Is the end of ESG upon us? It appears so, and its demise cannot arrive soon enough as we essentially crater towards hyperinflation and or another video game crash.
Environmental, Social and Governance is a BlackRock / Vanguard social credit system, the more “woke” a corporation appears from its hiring practices and corporate structure, favoring marginalized groups and races over competent employees, but the practice seeps into the produce as well.
“Diversity, Equity, and Inclusion” policies not only alienate a company’s core customers by shifting the primary focus away from the product itself by facilitating worthless diversity quotas over quality, merit and skill.
ESG’s influence remains prevalent in our society, and we are likely to experience more of its destructive nature before it eventually collapses in on itself. There’s only so much the average person can do, voting with your wallets only helps accelerate the demise of these nefarious practices that have infected the media we hold dear with its cancerous agenda.

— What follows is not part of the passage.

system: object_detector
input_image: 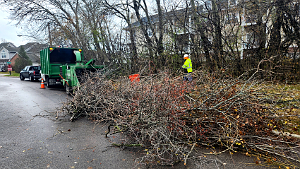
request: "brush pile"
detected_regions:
[63,72,300,167]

ESG serves as a framework for “Ethical, Sustainable Investment” that guides many investment funds. Essentially, ESG itself does not provide any monetary value; rather, it informs investors about which companies are deemed worthy of investment based on their ESG score.
This score is determined by various factors related to ethics and sustainability. However, the “Ethics” component of ESG can be highly selective, influenced largely by the individuals who crafted the guidelines and their personal social, economic, and political interests.
This selective nature is evident in instances where practices like leveraging child slave labor in third-world countries may not lower a company’s ESG score, while seemingly less significant matters such as including certain “problematic” content in a video game might.
Put simply, the power and influence of ESG guidelines and funds rely entirely on investors’ confidence that adhering to their recommendations will result in profit. The recent withdrawal of Japanese investors signifies a substantial loss of trust among Japanese-based investment firms in ESG principles.
I for one refuse to financially fund game companies who arbitrarily favor woke indoctrination and Western ideologies over producing quality content for paying customers.
From self-censorship to de-feminizing female character designs, imposing DRM on old game releases, I will never contribute to the eventual demise of these corporations as they double down on ESG social funding instead of producing games that sell in large quantities for profit.
Any corporation that refuses to course correct is inevitably steering towards its own demise. As global economic woes increase, their purported “profits” will only plummet further, fueled by the demise of ESG funds that support them.